Pues compra el 7805 en cualquier tienda de electronica, aqui en mexico cuestan entre 10 y 15 pesos


----------



## fernandob (Sep 18, 2013)

el tema es entrar en el celu , con la fichita.


----------



## elduke (Sep 21, 2013)

pero nadie rresponde ami pregunta ¿donde aque aparato le puedo quitar un 7805?


----------



## Scooter (Sep 22, 2013)

Nadie "rresponde atu" pregunta porque nadie lo sabe con certeza; puede estar en casi cualquier aparato pero puede haber cualquier otro estabilizador de tensión .


----------



## palurdo (Sep 22, 2013)

elduke dijo:


> pero nadie rresponde ami pregunta ¿donde aque aparato le puedo quitar un 7805?

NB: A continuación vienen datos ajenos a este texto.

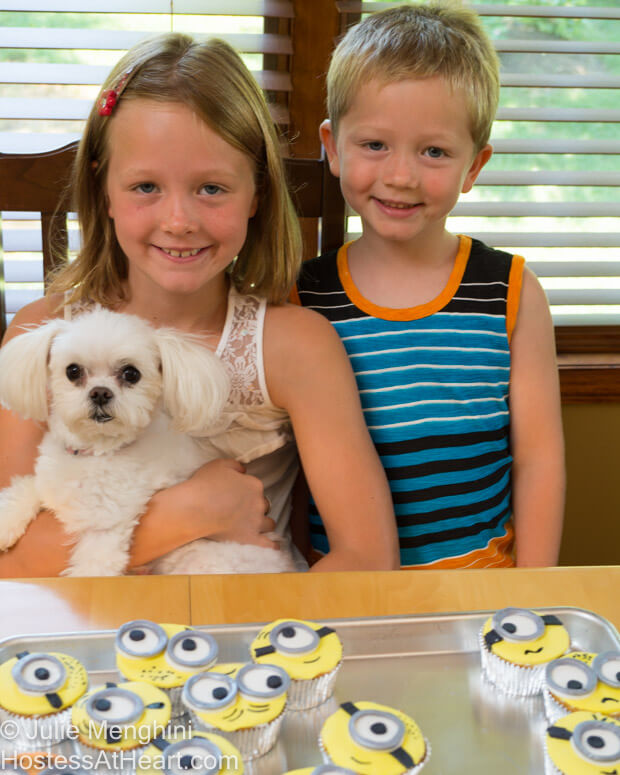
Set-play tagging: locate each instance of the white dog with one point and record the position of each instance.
(125, 404)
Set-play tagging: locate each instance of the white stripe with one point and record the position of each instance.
(429, 366)
(434, 349)
(433, 384)
(431, 401)
(438, 419)
(423, 331)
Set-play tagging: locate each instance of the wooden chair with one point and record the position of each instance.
(38, 183)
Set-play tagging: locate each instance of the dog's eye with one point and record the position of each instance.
(130, 374)
(74, 372)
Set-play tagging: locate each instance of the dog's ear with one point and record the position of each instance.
(23, 371)
(195, 383)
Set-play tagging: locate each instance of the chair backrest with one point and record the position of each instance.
(38, 183)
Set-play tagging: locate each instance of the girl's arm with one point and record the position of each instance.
(309, 374)
(536, 431)
(218, 501)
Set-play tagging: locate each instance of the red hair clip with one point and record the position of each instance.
(109, 98)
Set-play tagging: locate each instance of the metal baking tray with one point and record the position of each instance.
(427, 666)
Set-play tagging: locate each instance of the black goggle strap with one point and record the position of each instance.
(491, 638)
(263, 650)
(398, 753)
(559, 733)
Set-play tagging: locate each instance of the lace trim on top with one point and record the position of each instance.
(240, 350)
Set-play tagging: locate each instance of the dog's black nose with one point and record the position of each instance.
(100, 395)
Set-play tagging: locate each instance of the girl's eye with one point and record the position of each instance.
(141, 638)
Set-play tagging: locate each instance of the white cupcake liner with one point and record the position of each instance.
(100, 760)
(411, 771)
(251, 742)
(33, 733)
(513, 679)
(308, 693)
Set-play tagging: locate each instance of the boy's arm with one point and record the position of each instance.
(309, 374)
(536, 431)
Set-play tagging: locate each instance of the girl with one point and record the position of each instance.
(186, 221)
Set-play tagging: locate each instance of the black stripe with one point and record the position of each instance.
(429, 467)
(456, 488)
(435, 442)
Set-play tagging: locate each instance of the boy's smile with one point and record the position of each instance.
(404, 153)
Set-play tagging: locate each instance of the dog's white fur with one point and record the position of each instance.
(100, 463)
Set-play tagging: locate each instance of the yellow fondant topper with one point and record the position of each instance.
(165, 655)
(304, 649)
(373, 739)
(524, 637)
(585, 743)
(38, 683)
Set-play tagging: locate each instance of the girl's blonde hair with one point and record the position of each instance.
(211, 79)
(441, 38)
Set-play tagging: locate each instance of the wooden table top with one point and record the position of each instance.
(69, 605)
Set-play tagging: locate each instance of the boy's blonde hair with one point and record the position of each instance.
(440, 38)
(211, 79)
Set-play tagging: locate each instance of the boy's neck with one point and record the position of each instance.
(402, 275)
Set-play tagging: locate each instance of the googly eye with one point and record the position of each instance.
(209, 691)
(197, 754)
(265, 681)
(570, 677)
(141, 638)
(114, 705)
(193, 649)
(607, 668)
(39, 673)
(376, 729)
(294, 638)
(518, 624)
(597, 741)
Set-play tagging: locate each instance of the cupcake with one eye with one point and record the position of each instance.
(37, 691)
(583, 681)
(164, 655)
(242, 702)
(310, 653)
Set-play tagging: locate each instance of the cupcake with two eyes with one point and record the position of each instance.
(242, 702)
(37, 691)
(164, 655)
(114, 724)
(310, 653)
(583, 743)
(516, 644)
(583, 681)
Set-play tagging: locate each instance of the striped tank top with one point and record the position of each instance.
(434, 385)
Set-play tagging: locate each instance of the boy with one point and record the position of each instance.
(451, 341)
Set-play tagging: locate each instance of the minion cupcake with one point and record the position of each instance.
(310, 653)
(583, 681)
(374, 739)
(164, 655)
(583, 743)
(203, 754)
(113, 724)
(515, 646)
(243, 703)
(37, 690)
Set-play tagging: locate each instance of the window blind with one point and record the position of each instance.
(551, 190)
(54, 54)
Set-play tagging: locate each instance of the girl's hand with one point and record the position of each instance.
(224, 503)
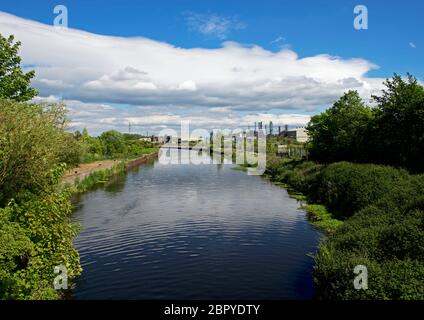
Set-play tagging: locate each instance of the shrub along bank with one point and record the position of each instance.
(382, 209)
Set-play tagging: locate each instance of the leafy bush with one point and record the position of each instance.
(346, 188)
(35, 230)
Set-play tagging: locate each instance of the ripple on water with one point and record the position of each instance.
(193, 231)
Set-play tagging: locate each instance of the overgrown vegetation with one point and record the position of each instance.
(36, 233)
(35, 230)
(374, 212)
(111, 145)
(99, 177)
(390, 133)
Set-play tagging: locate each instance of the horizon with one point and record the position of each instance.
(216, 66)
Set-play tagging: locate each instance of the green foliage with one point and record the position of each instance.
(383, 226)
(398, 137)
(14, 83)
(389, 242)
(99, 177)
(340, 132)
(392, 133)
(345, 188)
(321, 218)
(32, 141)
(112, 145)
(35, 230)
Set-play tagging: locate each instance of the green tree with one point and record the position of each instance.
(114, 143)
(398, 137)
(340, 132)
(14, 82)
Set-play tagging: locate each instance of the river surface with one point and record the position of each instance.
(193, 232)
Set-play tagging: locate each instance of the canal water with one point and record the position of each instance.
(205, 231)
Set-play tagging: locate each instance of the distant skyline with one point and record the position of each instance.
(219, 64)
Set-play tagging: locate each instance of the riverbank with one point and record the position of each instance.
(85, 176)
(156, 234)
(381, 228)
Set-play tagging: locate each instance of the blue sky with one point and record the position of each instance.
(393, 42)
(309, 27)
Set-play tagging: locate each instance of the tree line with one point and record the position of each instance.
(389, 132)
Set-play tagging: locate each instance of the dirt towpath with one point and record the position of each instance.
(84, 169)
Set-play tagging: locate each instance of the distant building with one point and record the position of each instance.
(147, 139)
(299, 134)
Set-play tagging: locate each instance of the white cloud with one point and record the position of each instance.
(213, 24)
(278, 39)
(157, 77)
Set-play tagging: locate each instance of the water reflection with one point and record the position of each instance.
(194, 231)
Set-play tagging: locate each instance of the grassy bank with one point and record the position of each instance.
(375, 215)
(100, 177)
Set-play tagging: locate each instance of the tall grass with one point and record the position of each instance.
(99, 177)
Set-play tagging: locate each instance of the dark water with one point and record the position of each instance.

En una fuente ATX de las primeras de 200 - 250W (cuando los primeros pentium II y los MMX) el Vusb se regula con un 7805. Acercate a un cementerio de ordenadores y podrás conseguir fuentes antiguas.

Además las fuentes de impresoras antiguas también tienen varios reguladores, entre ellos el 7805.

Cualquier cosa antigua que tenga algo de digital tendrá el 7805 (por ejemplo consolas antiguas, ordenadores antituos, etc).


----------



## Scooter (Sep 22, 2013)

En lo último que he destripado no era un 7805, era un L4974 lo que generaba los 5V


----------